If you must ‘peel,’ here is a tip from kc girl online: I use one of those white scouring cloths used for non-stick pans (instead of the brush). Hold it in your palm, wrap it around the carrot, and run it up and down with a little twisting action while under running water. It kind of “sands” the carrot and takes off just a little of the skin.
Purple Carrots! The ORIGINAL wild carrot was white or purple! The domestic carrot we eat today has been bred for size, a less woody core and sweetness! Purple carrots have even more beta carotene (good vision) than their orange cousins! Like blueberries, they get their purple pigment from anthocyanins, powerful antioxidants that protect key cell components. They grab and hold harmful free radicals in the body, help prevent heart disease by slowing blood clotting, and are anti-inflammatory (arthritis). So, they are cheaper than blueberries, higher in beta carotene, and you can grow them just about anywhere!
Safety note! Carrots are generally very sweet. If you have diabetes or are at risk for developing the condition, read up about it, please.
Statistics Carrots are one of the ten most economically important vegetables crops in the world. 2020: China 44%, Uzbekistan 7% and the US 3%. 2021: California produces over 85 percent of all carrots grown in the United States! California has four main production areas for carrots: southern San Joaquin Valley and the Cuyama Valley (Kern and Santa Barbara Counties); the southern desert (Imperial and Riverside Counties); the high desert (Los Angeles County); and the central coast (Monterey County).
Carrots have true Fans! The Holtville CA Annual Carrot Festival has been on since 1948! This year, 2023, it is Feb 3 to 12! The 76th Carrot Parade & Street Fair is February 11!

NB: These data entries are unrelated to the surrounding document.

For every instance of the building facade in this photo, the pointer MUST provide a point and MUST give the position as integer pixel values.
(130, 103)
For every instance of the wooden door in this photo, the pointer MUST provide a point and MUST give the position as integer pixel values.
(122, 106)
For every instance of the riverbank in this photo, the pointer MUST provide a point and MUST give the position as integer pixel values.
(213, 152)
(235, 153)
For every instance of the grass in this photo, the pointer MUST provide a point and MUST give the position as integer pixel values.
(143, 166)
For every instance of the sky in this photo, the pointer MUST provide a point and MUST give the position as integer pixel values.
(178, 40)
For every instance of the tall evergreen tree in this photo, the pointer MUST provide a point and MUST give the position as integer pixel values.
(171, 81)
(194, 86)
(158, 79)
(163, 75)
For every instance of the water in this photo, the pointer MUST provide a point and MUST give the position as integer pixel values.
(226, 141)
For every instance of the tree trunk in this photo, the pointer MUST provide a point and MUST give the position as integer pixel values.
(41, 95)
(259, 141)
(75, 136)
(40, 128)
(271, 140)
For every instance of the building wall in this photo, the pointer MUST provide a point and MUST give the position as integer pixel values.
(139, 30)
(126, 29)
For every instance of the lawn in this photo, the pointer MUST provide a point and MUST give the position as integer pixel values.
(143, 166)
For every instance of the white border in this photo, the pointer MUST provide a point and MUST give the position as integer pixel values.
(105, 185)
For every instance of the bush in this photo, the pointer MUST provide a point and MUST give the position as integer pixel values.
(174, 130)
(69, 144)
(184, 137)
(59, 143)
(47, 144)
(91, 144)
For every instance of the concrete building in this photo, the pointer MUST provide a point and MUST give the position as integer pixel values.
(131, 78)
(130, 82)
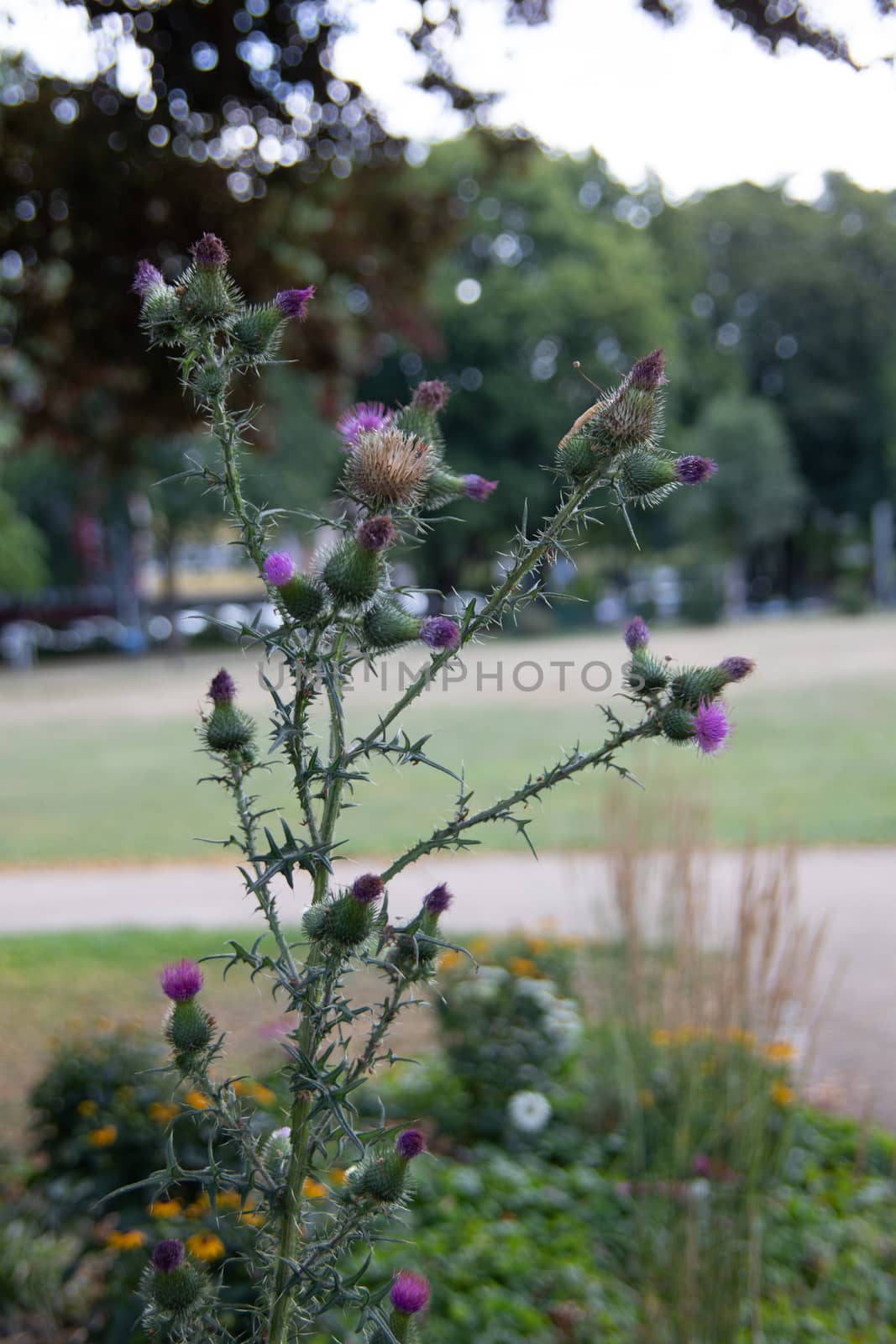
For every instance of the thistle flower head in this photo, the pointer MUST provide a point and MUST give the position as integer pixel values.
(181, 980)
(147, 277)
(223, 689)
(477, 488)
(293, 302)
(376, 534)
(438, 900)
(694, 470)
(409, 1294)
(637, 635)
(210, 253)
(432, 396)
(441, 632)
(711, 727)
(359, 420)
(410, 1142)
(736, 667)
(168, 1256)
(649, 373)
(280, 568)
(387, 467)
(367, 889)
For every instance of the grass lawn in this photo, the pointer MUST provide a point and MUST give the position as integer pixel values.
(808, 764)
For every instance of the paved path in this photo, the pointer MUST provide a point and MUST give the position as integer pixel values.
(853, 891)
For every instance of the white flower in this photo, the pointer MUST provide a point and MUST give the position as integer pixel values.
(528, 1112)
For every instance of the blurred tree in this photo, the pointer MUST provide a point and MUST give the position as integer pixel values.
(544, 273)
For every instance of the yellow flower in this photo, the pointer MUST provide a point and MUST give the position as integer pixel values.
(163, 1110)
(197, 1100)
(125, 1241)
(313, 1189)
(523, 967)
(164, 1209)
(102, 1137)
(782, 1095)
(206, 1247)
(781, 1053)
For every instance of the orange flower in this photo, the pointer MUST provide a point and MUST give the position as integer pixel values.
(197, 1100)
(206, 1247)
(523, 967)
(313, 1189)
(164, 1209)
(102, 1137)
(163, 1110)
(125, 1241)
(782, 1095)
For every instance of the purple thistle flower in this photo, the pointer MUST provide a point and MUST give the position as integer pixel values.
(692, 470)
(360, 420)
(637, 635)
(210, 253)
(410, 1142)
(367, 889)
(477, 488)
(736, 667)
(711, 727)
(293, 302)
(432, 396)
(168, 1256)
(376, 534)
(181, 981)
(441, 632)
(438, 900)
(280, 568)
(409, 1294)
(223, 689)
(145, 279)
(649, 373)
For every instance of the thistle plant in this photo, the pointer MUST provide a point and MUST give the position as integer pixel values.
(335, 617)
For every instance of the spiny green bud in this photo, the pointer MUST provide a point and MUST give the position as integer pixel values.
(304, 598)
(257, 333)
(694, 685)
(578, 457)
(161, 316)
(419, 423)
(443, 487)
(228, 729)
(344, 922)
(383, 1179)
(387, 625)
(645, 674)
(207, 296)
(188, 1028)
(644, 472)
(179, 1289)
(352, 575)
(678, 723)
(210, 381)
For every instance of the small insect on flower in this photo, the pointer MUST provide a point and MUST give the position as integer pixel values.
(528, 1112)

Mazel tov! To your very excellent health!
Updated 3.29.23
Love your Mother! Plant bird & bee food! Think grey water! Grow organic! Bless you for being such a wonderful Earth Steward!
The Green Bean Connection newsletter started as correspondence for the Santa Barbara CA USA, Pilgrim Terrace Community Garden. Both Santa Barbara City’s remaining community gardens are very coastal. Climate is changing, but it has been that during late spring/summer we are in a fog belt/marine layer area most years, locally referred to as the May grays, June glooms and August fogusts. Keep that in mind compared to the microclimate niche where your veggie garden is.